There exists an edge coloring of $K_{10,10}$ with two colors such that there are at most $56$ monochromatic copies of $K_{3,3}$. Show that there exists an edge coloring of $K_{10,10}$ with two colors such that there are at most $56$ monochromatic copies of $K_{3,3}$.

There are $100$ edges in $K_{10,10}$ and $9$ edges in $K_{3,3}$.
If we consider $56$ copies of $K_{3,3}$, then there are a total of   $56*9 = 504$ edges which is much more than $100$. So there is certainly intersections between the monochromatic copies of $K_{3,3}$.

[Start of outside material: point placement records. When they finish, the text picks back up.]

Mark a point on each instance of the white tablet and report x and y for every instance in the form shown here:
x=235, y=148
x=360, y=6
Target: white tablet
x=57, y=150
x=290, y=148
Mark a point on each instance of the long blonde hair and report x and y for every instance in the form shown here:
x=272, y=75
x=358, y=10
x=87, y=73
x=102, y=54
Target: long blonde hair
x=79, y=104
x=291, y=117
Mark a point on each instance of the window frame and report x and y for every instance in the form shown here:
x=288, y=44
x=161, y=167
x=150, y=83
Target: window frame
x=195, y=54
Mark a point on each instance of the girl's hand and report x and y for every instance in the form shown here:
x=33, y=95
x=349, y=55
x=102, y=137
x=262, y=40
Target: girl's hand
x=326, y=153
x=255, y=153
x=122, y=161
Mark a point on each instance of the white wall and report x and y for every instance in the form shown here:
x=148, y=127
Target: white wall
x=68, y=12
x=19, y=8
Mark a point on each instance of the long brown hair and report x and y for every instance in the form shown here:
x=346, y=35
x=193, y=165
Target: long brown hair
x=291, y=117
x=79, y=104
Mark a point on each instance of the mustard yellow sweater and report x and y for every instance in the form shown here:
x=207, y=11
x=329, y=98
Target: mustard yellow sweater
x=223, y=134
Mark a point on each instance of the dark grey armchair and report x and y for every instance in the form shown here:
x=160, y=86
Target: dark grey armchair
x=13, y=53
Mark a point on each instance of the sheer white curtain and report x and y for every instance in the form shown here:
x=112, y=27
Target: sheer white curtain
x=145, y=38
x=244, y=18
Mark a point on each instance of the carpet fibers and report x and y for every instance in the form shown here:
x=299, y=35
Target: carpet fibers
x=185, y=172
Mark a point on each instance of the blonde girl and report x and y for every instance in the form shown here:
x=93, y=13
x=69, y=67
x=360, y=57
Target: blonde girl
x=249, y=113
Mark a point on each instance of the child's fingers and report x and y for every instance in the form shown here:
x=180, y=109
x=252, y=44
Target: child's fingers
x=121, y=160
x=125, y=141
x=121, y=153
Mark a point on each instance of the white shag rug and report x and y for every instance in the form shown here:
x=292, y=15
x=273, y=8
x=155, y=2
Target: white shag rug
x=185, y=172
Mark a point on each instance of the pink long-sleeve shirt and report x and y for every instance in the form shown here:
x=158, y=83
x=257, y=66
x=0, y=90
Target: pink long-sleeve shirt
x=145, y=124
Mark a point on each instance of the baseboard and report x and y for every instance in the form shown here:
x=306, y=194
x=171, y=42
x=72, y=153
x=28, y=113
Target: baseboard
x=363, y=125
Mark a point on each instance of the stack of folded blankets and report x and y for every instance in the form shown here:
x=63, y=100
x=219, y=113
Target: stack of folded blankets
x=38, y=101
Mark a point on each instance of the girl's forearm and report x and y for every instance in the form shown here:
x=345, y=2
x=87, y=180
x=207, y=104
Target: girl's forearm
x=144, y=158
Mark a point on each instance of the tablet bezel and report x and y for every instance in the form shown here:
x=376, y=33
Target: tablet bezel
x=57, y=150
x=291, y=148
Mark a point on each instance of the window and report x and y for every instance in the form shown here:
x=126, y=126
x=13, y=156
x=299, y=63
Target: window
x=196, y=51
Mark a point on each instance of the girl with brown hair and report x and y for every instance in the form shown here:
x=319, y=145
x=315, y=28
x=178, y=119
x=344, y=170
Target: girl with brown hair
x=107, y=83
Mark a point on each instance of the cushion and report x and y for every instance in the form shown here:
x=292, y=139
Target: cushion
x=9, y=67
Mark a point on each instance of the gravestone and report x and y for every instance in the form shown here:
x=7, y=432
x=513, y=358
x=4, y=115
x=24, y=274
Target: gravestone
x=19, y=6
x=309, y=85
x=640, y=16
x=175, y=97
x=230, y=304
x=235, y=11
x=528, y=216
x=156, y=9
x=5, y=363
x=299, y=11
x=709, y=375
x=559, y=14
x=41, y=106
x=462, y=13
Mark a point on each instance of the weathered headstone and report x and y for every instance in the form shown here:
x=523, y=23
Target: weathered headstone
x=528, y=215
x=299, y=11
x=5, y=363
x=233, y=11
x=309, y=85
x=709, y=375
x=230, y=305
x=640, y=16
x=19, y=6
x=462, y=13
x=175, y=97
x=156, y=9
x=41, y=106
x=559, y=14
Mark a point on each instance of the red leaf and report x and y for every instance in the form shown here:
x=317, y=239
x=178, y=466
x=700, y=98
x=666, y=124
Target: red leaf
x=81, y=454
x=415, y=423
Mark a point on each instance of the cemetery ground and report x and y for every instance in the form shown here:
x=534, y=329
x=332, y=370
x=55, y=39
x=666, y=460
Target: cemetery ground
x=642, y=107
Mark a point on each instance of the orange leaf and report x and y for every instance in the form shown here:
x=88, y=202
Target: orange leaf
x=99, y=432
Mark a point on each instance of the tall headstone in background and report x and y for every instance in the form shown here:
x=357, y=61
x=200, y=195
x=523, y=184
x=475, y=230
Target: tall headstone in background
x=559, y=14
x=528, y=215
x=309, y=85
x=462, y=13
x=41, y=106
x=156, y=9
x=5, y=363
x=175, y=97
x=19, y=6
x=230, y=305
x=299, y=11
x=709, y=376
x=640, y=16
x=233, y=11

I am not getting any idea how to approach the problem.
Any hints will be appreciable. Thanks.
 A: In fact, it is possible to have $0$ monochromatic copies of $K_{3,3}$.  For example, use colors $1$ and $2$ according to this $10 \times 10$ matrix, where each row corresponds to a left node and each column corresponds to a right node:
 2 1 1 1 1 2 2 2 1 2 
 1 1 1 2 2 2 2 2 1 1 
 1 1 1 2 1 2 2 1 2 2 
 1 2 1 1 2 2 1 2 2 1 
 1 1 2 1 2 1 2 1 2 2 
 1 2 2 2 1 2 1 2 1 2 
 2 2 2 1 2 1 1 2 1 2 
 2 2 1 2 1 1 2 1 1 2 
 2 1 2 2 1 1 1 1 2 1 
 2 2 1 1 2 1 1 1 1 1 

A: Let $C=\{1,2\}$ be the colors and $K_{10,10}=(V_1\cup V_2,E)$. Let $\mathcal V_i=\{U\subseteq V_i:|U|=3\}$ be the $3$-subsets of $V_i$ for $i\in\{1,2\}$, and for $U_i\in V_i$ let $G(U_1,U_2)=(U_1\cup U_2,E(U_1,U_2))$ be the copy of $K_{3,3}$ with vertex sets $U_1$, $U_2$. For an assignment $x\in C^{E}$ to the colors and $c\in C$ let $S(x,U_1,U_2,c)=\{\forall e\in E(U_1,U_2)\,x(e)=c\}$ be the indicator that $G(U_1,U_2)$ is monochromatic of color $c$ under $x$. Then the set of monochromatic copies of $K_{3,3}$ in $K_{10,10}$ is $$M(x)=\{(U_1,U_2)\in\mathcal V_1\times\mathcal V_2:S(x,U_1,U_2,1)+S(x,U_1,U_2,2)=1\}.$$
Now, draw $X\in C^{E}$ uniformly at random. Then we have
$$\mathbb E[|M(X)|]=\sum_{U_1,U_2,c}\mathbb P(\forall e\in E(U_1,U_2)\,X(e)=c)
=\binom{10}{3}^2\cdot 2\cdot2^{-9}=\frac{225}{4}.$$
Markov's inequality yields $\mathbb P(|M(X)|\ge 57)\le\mathbb E[|M(X)|]/57=75/76<1$. This shows that there exists a coloring $x\in C^E$ such that $|M(x)|\le 56$, otherwise the probability would be $1$.